HRM/U4 Topic 1 Introduction to Compensation Management, Components of employee and Executive Compensation
In simple terms, compensation is everything that a company offers its employees in return for their talent and time. When organized the right way, compensation dollars can be strategically leveraged to reduce turnover, boost employee engagement and attract top talent. The purpose of compensation management is to make the most of company dollars in a way that rewards employees for their work.
Compensation management is the act of distributing some type of monetary value to an employee for their work by means of the company’s policy or procedures. In basic terms, it is paying an employee based upon the decided pay and benefit package for the position. The goal of compensation management is to find quality people who perform quality work and then compensate them in order to retain them and reduce turnover rates. Some different types of compensation include salary, overtime pay, commission, bonuses, and benefits packages that might include health and dental insurance, vacation time, and retirement savings.
Importance of Compensation Management
- Compensation management makes a company vigilant. It drives managers to be on the look out for star performers who must be given rewards for their efforts, which ultimately decreases the risk of losing a valuable employee.
- It is positive reinforcement. Yes, money doesn’t make the world go round and if line managers are not friendly, helpful and supportive retention is difficult.
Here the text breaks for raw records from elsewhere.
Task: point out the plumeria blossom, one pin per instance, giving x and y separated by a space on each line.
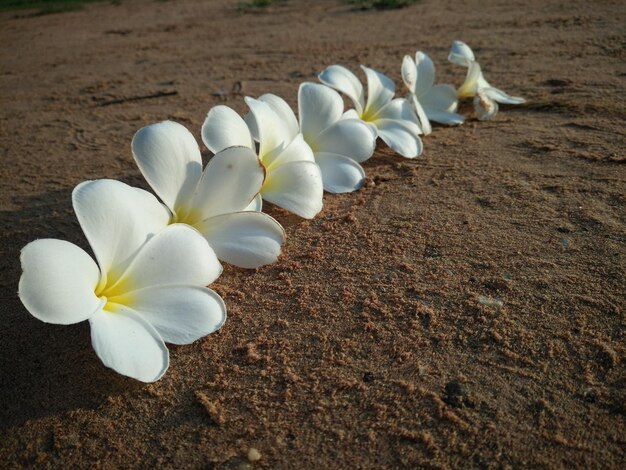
293 180
147 287
215 201
431 102
486 97
339 145
391 119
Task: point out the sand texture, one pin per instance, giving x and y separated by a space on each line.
464 309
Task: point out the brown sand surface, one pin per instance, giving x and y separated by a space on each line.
465 309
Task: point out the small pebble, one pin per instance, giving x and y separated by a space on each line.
489 302
254 455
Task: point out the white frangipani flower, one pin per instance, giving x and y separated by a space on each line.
140 293
214 201
486 97
431 102
392 120
338 145
293 180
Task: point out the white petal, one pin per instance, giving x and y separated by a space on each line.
472 82
380 91
231 180
117 220
318 107
295 186
178 255
344 81
180 314
128 344
273 132
298 150
245 239
224 128
409 73
460 54
440 98
502 97
349 137
400 110
256 205
485 107
58 282
284 112
425 74
340 174
421 114
400 138
169 159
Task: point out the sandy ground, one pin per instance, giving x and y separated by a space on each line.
465 309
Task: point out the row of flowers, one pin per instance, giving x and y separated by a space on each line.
154 259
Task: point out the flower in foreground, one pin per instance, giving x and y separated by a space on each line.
293 180
338 145
215 201
486 97
140 294
392 120
431 102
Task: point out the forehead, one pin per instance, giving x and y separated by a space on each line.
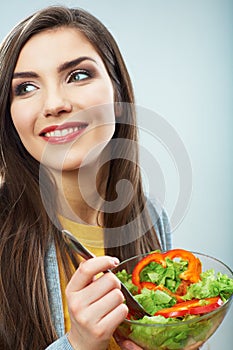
53 46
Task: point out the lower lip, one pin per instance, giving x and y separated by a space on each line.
64 139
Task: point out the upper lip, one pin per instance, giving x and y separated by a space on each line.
62 127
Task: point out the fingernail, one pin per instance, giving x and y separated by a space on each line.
116 261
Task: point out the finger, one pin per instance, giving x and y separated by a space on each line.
112 320
99 288
129 345
106 304
88 269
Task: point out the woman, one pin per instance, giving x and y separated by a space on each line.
67 106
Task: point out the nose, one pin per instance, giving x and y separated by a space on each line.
56 104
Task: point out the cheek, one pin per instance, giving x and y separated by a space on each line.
22 120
But cash prizes and consistent monetary perks in conjunction with a great work environment allow companies to grow by leaps and bounds through motivated, hard working employees.
- Compensation management enhances the company’s reputation. When workers are satisfied with their monetary and intangible rewards, they attract better prospects for vacant positions, bringing new, fresh talent to the organization.
The basic components of employee
Employee compensation and benefits are divided into four basic categories:
- Guaranteed pay: A fixed monetary (cash) reward paid by an employer to an employee. The most common form of guaranteed pay is base salary. Guaranteed pay also includes cash allowances (housing allowance, transport allowance, etc.), differentials (shift differentials, holiday differentials) and premiums (overtime, night shift, etc.)
- Variable pay: A non-fixed monetary (cash) reward paid by an employer to an employee that is contingent on discretion, performance, or results achieved. The most common forms of variable pay are bonuses and incentives.
- Benefits: Programs an employer uses to supplement employees’ compensation, such as paid time off, medical insurance, company car, and more.
- Equity: Based compensation – stock or pseudo stock programs an employer uses to provide actual or perceived ownership in the company which ties an employee’s compensation to the long-term success of the company. The most common examples are stock options.
Components Executive Compensation
4 Main Components of Executive’s Compensation
- A basic salary
A basic salary this is regarded as a “fixed” element of pay and it does not normally vary in relation to company performance. Since salary establishes the executive’s basic standard of living, it is necessary for both high and low-performing firms to pay at the going market rates.
- Short-term incentives
Short-term incentives are generally awarded annually. Award opportunities reflect hierarchical position relationship in most cases with higher opportunities relative to salary for higher-level positions and vice versa.
- Long-term incentives
Long-term incentives generally refer to grants or awards where the payment is based on performance for a period beyond one year.
The chief grant types fall into three broad categories-stock-price appreciation grants, restricted stock or cash grants and performance-based grants.
The last component of an executive’s total compensation package consists of a wide variety of benefits and perquisites. It is difficult to quantify benefits due to lack of reliability of data. These benefits include company cars, club membership, spouse travel, housing accommodation etc.’